I haven’t been in many relationships, in fact you could count them one hand, but I have been in love and I know what it feels like to have a person that you love with a big chunk of your heart disappear from your life in the blink of an eye or like a wave, slowly and inevitably.
I think it tears a little bit of your heart away when it happens. And when something, anything, reminds you of that person again, after the immediate surge of memory, comes a pain almost as bad as that first tear.
For me it is often the first bars of a song. Music transports me completely to a past memory or time and I can daydream about different scenarios and how they would play out if only I could go back in time. All the while being stroked by that song, those notes.

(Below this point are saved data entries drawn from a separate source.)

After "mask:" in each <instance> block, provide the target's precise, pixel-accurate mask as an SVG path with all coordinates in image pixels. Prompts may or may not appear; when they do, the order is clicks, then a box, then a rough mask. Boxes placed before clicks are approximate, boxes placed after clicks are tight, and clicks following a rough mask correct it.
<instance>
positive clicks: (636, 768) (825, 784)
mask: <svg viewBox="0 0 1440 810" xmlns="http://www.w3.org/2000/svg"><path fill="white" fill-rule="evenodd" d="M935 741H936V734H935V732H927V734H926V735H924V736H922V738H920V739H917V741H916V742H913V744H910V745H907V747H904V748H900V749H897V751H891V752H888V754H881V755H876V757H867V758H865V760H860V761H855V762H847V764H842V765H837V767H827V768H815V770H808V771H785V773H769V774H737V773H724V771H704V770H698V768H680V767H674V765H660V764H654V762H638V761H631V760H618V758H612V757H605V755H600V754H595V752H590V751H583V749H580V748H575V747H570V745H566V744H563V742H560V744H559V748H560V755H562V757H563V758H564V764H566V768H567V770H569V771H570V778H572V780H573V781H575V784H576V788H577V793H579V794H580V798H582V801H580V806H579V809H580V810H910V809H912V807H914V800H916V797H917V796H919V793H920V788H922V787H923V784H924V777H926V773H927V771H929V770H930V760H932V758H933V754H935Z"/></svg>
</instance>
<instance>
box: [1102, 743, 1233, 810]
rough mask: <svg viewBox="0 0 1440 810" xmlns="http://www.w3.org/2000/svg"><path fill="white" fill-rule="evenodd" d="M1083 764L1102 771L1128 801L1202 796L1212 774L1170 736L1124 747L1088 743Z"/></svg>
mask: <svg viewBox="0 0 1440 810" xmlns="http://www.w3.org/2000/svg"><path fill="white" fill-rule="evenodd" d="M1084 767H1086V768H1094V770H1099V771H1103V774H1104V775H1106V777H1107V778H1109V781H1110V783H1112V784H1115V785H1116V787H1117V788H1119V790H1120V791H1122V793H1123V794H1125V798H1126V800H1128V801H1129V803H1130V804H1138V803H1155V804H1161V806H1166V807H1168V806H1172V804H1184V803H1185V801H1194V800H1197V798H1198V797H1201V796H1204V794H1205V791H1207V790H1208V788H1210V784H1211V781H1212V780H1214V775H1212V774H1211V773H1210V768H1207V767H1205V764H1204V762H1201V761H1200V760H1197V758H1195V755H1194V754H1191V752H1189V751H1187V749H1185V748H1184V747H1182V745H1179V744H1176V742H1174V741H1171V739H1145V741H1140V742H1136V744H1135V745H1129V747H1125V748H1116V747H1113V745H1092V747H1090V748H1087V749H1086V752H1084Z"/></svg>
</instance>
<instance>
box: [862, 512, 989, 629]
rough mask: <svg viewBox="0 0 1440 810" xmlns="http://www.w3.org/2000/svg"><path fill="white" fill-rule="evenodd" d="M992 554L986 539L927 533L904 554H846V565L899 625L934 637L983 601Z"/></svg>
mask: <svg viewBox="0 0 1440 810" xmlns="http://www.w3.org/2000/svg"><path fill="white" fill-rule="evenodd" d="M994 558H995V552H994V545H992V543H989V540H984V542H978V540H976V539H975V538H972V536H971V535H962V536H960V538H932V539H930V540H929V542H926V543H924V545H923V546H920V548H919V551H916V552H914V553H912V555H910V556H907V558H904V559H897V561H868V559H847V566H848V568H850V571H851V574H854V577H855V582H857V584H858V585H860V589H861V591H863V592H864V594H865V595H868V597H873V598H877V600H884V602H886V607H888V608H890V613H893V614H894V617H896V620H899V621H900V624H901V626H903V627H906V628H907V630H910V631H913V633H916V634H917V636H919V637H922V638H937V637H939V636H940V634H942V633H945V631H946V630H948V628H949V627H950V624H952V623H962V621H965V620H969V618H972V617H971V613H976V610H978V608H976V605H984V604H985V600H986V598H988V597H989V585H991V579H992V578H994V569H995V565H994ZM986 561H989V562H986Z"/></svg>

Regret fills every one of my pores and my eyes fill up when I remember the gloriously sunny times I spent with that person and all of the time since then that I haven’t spent with them. What could I, what should I, have done differently? Was it me? What did I do? What should I have done? In reality it probably wasn't just down to me and our distance probably wasn't a direct result of something I did, alone. But reality is hard to locate when you are overcome by memory.
The hardest moment is when a memory comes to you and you have that need to share it with them and you realise you can’t. It takes a split second to realise this and, even though it is an obvious conclusion, it’s a shock. I have to restrain myself from contacting them, from running, screaming into their lives shouting about that time with the song and the place and the thing. I have to restrain myself because after the 1000th time of doing it, it would become a little too much.
In the words of Patrick Marber, ‘Time: tricky little fucker’; music, very tricky little fucker; love, even trickier I would say.